Jeremy Crosmer is a remarkable young artist, both as a cellist and a composer. At the age of 24 Crosmer completed multiple graduate degrees from the University of Michigan in composition, cello and theory pedagogy, and received his D.M.A. in 2012. In 2011 Crosmer was awarded the prestigious Theodore Presser Graduate Music Award to promote, publish, record and perform his Crosmer-Popper duets. The duets are designed to be played simultaneously with the original Popper High School Etudes, Op. 73, and combine technique with musicality in a chamber music setting. Crosmer is currently assistant principal cellist of the Grand Rapids Symphony, and has also played as principal of the Lansing Symphony and is a regular substitute player with the Detroit Symphony. In 2015 Crosmer was commissioned by the Grand Rapids Symphony Music for Health Initiative to create a book of music allowing symphonic musicians and music therapists to work together in hospitals. He is a founding member of the modern music ensemble Latitude 49, and is also a founding member of the band ESME, a group which aims to broaden the education of classical music by bringing cross-overs and mash-ups of pop and classical music to schools and bars. He has been on staff at the Conductor's Retreat at Medomak for three summers, as a cellist. Crosmer is an adjunct theory professor at Grand Valley State University, and adjunct cello professor at Cornerstone University. He has also taught cello and music theory at Camp Encore/Coda in Maine. In his spare time, Crosmer draws mazes, writes science fiction and plays good old country fiddle.

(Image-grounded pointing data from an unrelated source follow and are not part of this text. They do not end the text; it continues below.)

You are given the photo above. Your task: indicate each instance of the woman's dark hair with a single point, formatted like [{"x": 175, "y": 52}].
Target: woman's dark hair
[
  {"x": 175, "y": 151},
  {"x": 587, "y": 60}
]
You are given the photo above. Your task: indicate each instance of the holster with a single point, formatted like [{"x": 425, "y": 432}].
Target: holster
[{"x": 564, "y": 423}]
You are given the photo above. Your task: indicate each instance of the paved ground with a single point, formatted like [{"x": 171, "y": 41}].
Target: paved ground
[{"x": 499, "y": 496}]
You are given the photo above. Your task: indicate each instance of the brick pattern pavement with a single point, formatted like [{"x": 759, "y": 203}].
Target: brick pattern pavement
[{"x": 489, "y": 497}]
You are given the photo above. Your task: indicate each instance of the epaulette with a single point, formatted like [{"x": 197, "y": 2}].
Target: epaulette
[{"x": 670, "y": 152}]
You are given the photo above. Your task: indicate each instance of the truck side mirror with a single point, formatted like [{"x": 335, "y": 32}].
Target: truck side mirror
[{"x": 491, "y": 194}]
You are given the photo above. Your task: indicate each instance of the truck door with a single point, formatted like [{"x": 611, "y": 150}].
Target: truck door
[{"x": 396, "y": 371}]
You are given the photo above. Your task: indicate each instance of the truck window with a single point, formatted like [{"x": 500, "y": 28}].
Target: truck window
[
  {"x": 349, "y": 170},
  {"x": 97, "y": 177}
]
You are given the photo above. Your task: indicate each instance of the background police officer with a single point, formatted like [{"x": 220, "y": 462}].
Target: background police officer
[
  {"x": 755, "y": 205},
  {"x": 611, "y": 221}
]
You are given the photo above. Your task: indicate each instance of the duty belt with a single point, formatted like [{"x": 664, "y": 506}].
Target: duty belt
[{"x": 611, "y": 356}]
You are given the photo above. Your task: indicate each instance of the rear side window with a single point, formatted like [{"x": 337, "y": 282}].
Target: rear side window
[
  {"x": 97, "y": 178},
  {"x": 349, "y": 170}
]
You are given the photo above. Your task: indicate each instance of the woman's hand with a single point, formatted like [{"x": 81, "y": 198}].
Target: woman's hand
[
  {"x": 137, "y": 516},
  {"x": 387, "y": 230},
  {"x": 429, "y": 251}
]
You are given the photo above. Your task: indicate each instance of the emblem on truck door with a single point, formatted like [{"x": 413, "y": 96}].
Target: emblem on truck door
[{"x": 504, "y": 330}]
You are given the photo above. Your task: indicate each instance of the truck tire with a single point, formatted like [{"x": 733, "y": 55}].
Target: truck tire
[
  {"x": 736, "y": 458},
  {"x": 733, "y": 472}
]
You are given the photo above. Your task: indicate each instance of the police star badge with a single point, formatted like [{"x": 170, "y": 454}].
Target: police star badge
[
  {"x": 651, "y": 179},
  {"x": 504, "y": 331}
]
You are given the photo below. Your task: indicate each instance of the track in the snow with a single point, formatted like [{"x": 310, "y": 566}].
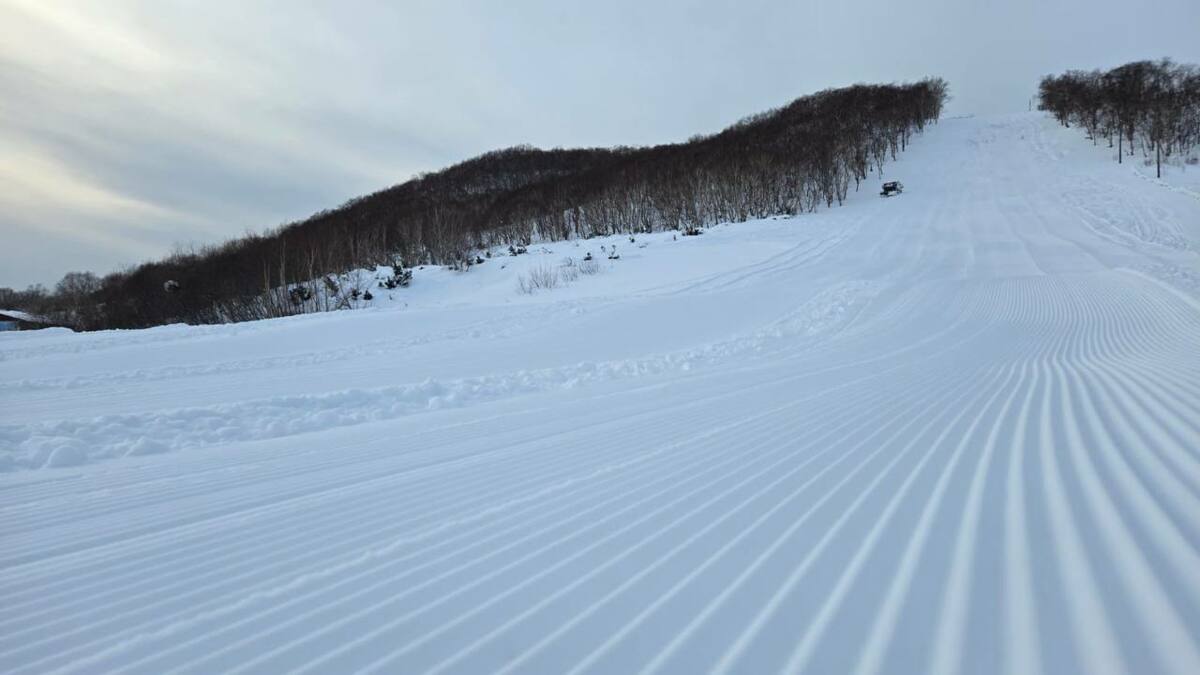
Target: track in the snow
[{"x": 979, "y": 452}]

As a pedagogue, Crosmer has taught courses on Pre-calculus, Music Theory, Aural Skills and String Pedagogy. In terms of cello pedagogy, Crosmer has developed an approach which incorporates all aspects of the instrument into each practice session. Titled the “Dynamic Modular Technique” method, students combine technical practice with learning repertoire and musical phrasing through isolation and rebuilding. The Crosmer-Popper Duets, which aims at a similar goal of combining technique and musicality, is his first published pedagogical work and has already received recognition from the Presser Foundation in 2011.
The creativity of the composer stems from his ability to connect across fields and disciplines. Crosmer's most noteworthy compositions are highly idiomatic and virtuosic for the performers. These include his Violin Sonata in E minor (2010), the Sonata for Bassoon and Continuo (2011) and the Suite for Cello Quartet (2009). Crosmer also enjoys experimenting with theoretical and mathematical aspects, referenced in his third string quartet, “Mathematica,” (rev. 2011) and in his set of fugues for piano. Many of Crosmer’s works for strings include the use of scordatura, such as his fourth quartet, “Chrysalis Infinitum,” (2010) and his duet for viola and cello, “Ridicoolus” (2009). Scordatura is used in the Crosmer-Popper Duets in No. 15.